Polish foreign currency reserves increased by EUR 50 billion under PiS management

By Grzegorz Adamczyk
4 Min Read

According to the statement of the National Bank of Poland (NBP), the institution manages foreign exchange reserves and cares for the maximalization of their profitability. Nevertheless, the priority of the NBP is to also ensure the security and appropriate level of fluidity of the reserves.

Over 70 percent of the reserves is invested in government bonds, bonds sold by international institutions, and government agencies, and the remainder is maintained in the form of deposits in banks with high levels of credibility and in the form of monetary gold (in recent years the NBP’s gold reserves grew significantly – the bank currently has nearly 229 tons of gold).

Just at the end of 2015, the value of Polish foreign reserves managed by the NBP amounted to EUR 86.9 billion. At the end of July 2021, they were worth EUR 136.9 billion. Within 5.5 years, the value of the reserves grew by EUR 50 billion.

This increase in the value of Polish foreign currency reserves has characterized the activity of the Polish central bank’s management since Adam Glapiński became its CEO in June 2016.

The change to the structure of Polish foreign currency reserves became noticeable following the NBP’s announcements concerning the purchase of gold and the later increase in the price of gold at stock exchanges which brought incredibly high profits to the NBP.

Within 5.5 years the value of the Polish reserves grew by EUR 50 billion. At the end of July 2021, they were worth EUR 136.9 billion.

Just a few years ago, the amount of gold in NBP currency reserves fluctuated at around 100 tons, but within a dozen or so months, they increased by almost 126 tons, up to 229 tons (over 200 tons of these reserves are located in the vault of the Polish central bank, and only a small part remains in England).

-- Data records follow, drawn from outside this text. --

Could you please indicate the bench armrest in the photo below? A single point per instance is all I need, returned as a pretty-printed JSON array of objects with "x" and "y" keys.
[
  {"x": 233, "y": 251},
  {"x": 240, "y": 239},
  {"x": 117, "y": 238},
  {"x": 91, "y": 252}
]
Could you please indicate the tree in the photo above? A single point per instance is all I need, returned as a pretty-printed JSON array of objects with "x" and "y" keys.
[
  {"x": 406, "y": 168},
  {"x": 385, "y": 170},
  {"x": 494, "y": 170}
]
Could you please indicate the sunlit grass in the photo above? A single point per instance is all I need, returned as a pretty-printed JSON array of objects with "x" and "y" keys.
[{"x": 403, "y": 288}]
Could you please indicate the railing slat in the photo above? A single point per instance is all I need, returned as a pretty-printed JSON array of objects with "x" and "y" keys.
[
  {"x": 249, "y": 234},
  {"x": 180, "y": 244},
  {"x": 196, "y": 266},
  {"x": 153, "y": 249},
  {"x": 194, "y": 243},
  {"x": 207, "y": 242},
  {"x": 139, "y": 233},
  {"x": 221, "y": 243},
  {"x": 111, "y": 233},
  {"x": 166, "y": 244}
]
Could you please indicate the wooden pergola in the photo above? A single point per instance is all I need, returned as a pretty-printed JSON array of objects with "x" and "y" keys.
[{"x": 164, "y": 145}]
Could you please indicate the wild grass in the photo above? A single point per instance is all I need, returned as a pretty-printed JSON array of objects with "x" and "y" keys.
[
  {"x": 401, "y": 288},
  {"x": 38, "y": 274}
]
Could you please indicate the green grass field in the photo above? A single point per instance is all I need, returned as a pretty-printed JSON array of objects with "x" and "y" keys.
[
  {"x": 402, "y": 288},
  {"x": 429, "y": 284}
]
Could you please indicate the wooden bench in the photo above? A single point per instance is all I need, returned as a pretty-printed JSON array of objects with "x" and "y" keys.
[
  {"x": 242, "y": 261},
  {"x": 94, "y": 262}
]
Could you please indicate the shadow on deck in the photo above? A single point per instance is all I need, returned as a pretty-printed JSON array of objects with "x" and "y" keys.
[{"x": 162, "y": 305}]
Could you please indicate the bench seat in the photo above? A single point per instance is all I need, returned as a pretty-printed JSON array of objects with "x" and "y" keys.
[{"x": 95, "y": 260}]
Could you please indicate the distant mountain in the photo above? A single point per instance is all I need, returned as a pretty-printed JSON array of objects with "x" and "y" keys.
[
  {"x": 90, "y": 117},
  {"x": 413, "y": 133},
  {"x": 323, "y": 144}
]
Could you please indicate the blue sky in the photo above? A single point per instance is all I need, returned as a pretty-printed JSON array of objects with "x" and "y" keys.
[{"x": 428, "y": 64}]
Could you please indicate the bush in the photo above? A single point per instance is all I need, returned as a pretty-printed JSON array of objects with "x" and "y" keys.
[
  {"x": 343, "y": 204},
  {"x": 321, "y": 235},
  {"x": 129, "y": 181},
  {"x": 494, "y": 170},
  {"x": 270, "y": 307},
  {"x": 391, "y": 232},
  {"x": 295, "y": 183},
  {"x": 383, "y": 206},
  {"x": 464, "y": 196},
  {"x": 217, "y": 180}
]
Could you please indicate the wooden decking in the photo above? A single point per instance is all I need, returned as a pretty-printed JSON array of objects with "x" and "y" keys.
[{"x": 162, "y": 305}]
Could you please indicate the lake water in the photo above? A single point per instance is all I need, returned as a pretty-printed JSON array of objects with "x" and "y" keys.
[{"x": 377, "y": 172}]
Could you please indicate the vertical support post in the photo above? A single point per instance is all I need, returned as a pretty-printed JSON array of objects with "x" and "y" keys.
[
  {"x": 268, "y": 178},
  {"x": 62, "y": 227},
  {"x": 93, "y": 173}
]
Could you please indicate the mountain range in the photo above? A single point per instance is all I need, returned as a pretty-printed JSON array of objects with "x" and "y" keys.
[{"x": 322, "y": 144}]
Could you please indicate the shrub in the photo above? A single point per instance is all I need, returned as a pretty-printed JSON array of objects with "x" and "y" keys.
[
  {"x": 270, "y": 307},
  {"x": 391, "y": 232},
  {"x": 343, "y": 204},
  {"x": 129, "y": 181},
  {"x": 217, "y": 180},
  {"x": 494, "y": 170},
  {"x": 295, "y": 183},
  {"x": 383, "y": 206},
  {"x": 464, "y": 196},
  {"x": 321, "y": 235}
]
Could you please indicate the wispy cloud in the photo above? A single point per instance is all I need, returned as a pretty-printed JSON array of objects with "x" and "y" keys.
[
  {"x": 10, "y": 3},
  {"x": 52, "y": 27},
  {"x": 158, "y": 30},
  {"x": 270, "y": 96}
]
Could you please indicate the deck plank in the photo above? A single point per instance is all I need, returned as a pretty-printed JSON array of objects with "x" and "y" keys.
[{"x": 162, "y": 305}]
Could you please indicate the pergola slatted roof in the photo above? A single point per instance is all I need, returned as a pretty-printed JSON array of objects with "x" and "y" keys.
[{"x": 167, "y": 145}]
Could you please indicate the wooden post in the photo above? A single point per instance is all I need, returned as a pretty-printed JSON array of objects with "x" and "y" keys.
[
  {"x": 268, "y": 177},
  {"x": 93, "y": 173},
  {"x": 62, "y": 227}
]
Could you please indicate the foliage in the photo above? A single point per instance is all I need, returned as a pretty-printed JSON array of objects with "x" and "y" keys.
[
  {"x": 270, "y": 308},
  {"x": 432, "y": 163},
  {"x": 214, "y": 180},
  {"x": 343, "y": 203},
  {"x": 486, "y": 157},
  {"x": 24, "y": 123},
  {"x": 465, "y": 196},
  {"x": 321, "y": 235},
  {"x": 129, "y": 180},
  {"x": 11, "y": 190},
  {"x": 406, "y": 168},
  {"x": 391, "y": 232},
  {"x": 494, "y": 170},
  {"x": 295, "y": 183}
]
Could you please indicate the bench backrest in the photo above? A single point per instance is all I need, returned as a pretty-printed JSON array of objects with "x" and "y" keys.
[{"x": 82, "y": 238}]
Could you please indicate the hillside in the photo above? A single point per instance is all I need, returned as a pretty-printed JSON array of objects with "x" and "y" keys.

The aforementioned 229 tons of gold has brought the Polish central bank closer to the global central bank average when it comes to the share of gold in currency reserves (the average is 10 percent, while Poland currently is at 7.5 percent).

Moreover, under Glapiński’s leadership the NBP has strongly supported the Polish government’s economic policy, especially during the pandemic. During this period, the NBP significantly lowered interest rates, which led to a decrease in the interest rates for loans for companies and households. This in turn left around EUR 1.53 billion in the pockets of borrowers.

According to Glapiński, owing to the NBP’s actions, the worst-case scenario for the Polish economy was avoided, and the perspectives of the Polish economy look very good compared to others in the EU. Analysists estimate that the central bank’s actions will lead to a 1.4 percentage point higher GDP growth between 2020 and 2021.